Extrait de la Grammaire turque de Davids, 1836.

Louons Dieu, et offrons des actions de grâce au Tout-Puissant! dont la grandeur et la gloire sont sans bornes; qui est Roi de la Puissance, et Créateur du ciel et de la terre ; qui a donné à chaque corps une ame; qui fait tout par sa volonté. Dieu fait ce qu'il veut, et commande ce qu'il lui plait. Que la paix et les bénédictions de la Divinité restent sans fin, sur la Merveille de tous les siècles, sur le meilleur de tous les Messagers, le grand Prophète Mohammed Mustafa, et sur ses compagnons! Que les  bénédictions divines s'étendent aussi sur eux !

Ce livre est appelé le précieux Tang-Soûk. Les Sages de Tchîn l'ont orné de leurs vers. Les savants de Mâtchîn l'ont embelli de leurs discours; ceux qui les lisent dans ce livre comprendront leur utilité. Les savants de Tchîn et de Mâtchîn savent qu'il n'est pas de livre plus précieux; et que dans le pays de Turkistân il n'existe pas, dans la langue de Bokhârâ Khân, ni dans l'idiome turk, un ouvrage qui lui soit supérieur. Les sages sont d'avis qu'il doit être étudié par les rois, autant pour leur instruction que pour les jouissances du coeur (amusement). Ce livre est connu sous différente titres. Les Chinois rappellent Edeb-el Muloûk, "Les Moeurs des Rois." Les savants du royaume de Mâtchîn l'appellent Enîs-el Memileket, "L'Ami du Royaume." Les peuples orientaux, Châh Nâmehi Turkî,  "Le livre royal turk" ; par d'autres il est nommé Pend Nâmehi Muloûk,  "Les Conseils des Rois." Les naturels du pays le reconnaissant sous le nom de Kaoûdât koû Bîlîk, ou "La Science de Gouverner." Ce livre peut être comparé à une planète, qui détermine l'horoscope dès l'heure de la naissance. Ce livre n'a pas été composé dans le pays de Kachghar; mais il fut présenté au Khân de Tabakhtchân par un roi des pays orientaux  enfin, le Roi de Bokhârâ Khân, l'ayant divisé, ordonna qu'il portât le nom de son vezîr.
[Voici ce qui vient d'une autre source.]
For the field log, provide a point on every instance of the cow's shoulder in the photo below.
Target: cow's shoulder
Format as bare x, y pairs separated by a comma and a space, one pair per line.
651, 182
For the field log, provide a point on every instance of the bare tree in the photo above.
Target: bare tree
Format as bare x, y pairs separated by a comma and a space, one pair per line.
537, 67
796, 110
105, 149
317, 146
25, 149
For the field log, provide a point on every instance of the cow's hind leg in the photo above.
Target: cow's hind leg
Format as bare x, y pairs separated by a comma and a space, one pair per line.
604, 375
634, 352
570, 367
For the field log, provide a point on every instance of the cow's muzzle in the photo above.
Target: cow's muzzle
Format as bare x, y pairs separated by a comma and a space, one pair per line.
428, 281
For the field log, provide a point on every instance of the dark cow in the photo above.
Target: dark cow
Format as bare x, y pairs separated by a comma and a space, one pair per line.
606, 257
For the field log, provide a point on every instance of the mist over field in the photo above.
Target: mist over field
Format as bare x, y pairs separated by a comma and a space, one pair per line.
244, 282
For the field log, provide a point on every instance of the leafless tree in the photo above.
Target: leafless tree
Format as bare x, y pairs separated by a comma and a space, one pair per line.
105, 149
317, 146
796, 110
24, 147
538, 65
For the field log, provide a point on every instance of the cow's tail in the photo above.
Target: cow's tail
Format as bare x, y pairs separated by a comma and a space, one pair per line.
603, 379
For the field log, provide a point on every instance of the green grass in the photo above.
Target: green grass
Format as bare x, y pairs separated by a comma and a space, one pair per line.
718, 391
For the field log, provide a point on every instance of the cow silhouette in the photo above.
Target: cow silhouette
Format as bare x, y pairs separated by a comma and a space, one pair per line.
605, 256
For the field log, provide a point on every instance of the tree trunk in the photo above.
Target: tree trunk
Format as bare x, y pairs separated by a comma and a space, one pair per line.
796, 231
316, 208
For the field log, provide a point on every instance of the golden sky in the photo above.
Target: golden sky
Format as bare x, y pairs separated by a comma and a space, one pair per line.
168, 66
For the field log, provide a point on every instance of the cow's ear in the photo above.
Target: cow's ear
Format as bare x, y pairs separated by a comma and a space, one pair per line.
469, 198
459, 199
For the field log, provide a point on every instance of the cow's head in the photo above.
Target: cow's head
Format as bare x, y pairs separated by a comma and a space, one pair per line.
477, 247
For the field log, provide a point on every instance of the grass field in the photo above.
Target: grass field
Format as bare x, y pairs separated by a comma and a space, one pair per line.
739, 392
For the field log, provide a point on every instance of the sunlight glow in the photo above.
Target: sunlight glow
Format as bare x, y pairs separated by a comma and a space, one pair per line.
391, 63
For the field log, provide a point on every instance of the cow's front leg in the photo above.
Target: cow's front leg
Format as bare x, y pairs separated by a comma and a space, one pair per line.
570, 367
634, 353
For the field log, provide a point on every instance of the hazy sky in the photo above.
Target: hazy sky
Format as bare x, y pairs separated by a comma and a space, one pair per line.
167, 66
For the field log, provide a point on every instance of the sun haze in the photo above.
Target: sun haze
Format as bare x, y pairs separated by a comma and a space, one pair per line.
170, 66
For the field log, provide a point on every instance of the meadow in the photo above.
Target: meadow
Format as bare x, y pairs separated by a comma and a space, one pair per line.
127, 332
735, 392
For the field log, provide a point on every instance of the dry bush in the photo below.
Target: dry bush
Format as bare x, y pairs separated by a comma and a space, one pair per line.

C'est pourquoi le nom du vezir, Yoûsuf Khân Nedjîb y est attaché.

Cet ouvrage précieux est divisé en quatre parties principales. La première ne rapporte aux moyens d'administrer la justice ; la seconde traite du pouvoir du royaume; la troisième des sciences ; et la quatrième de la modération. Ces quatre vertus sont représentées par quatre personnes. La justice, ou le soleil levant, est représenté par Îlek, ou " le Roi" ; le pouvoir, ou la pleine lune, par Ôrkhtoûrmich ou "le Vezîr;" les connaissances figurent sous le nom d'Ôktoûlmich,  "Fils du Vezîr;" et tkoûrmich, "Frère du Vezir " représente la modération. Ces personnes se consultent, et parlent en dialogues. Que ceux qui étudient ce livre trouvent du plaisir à le lire, et qu'ils se souviennent de son Auteur dans leurs prières !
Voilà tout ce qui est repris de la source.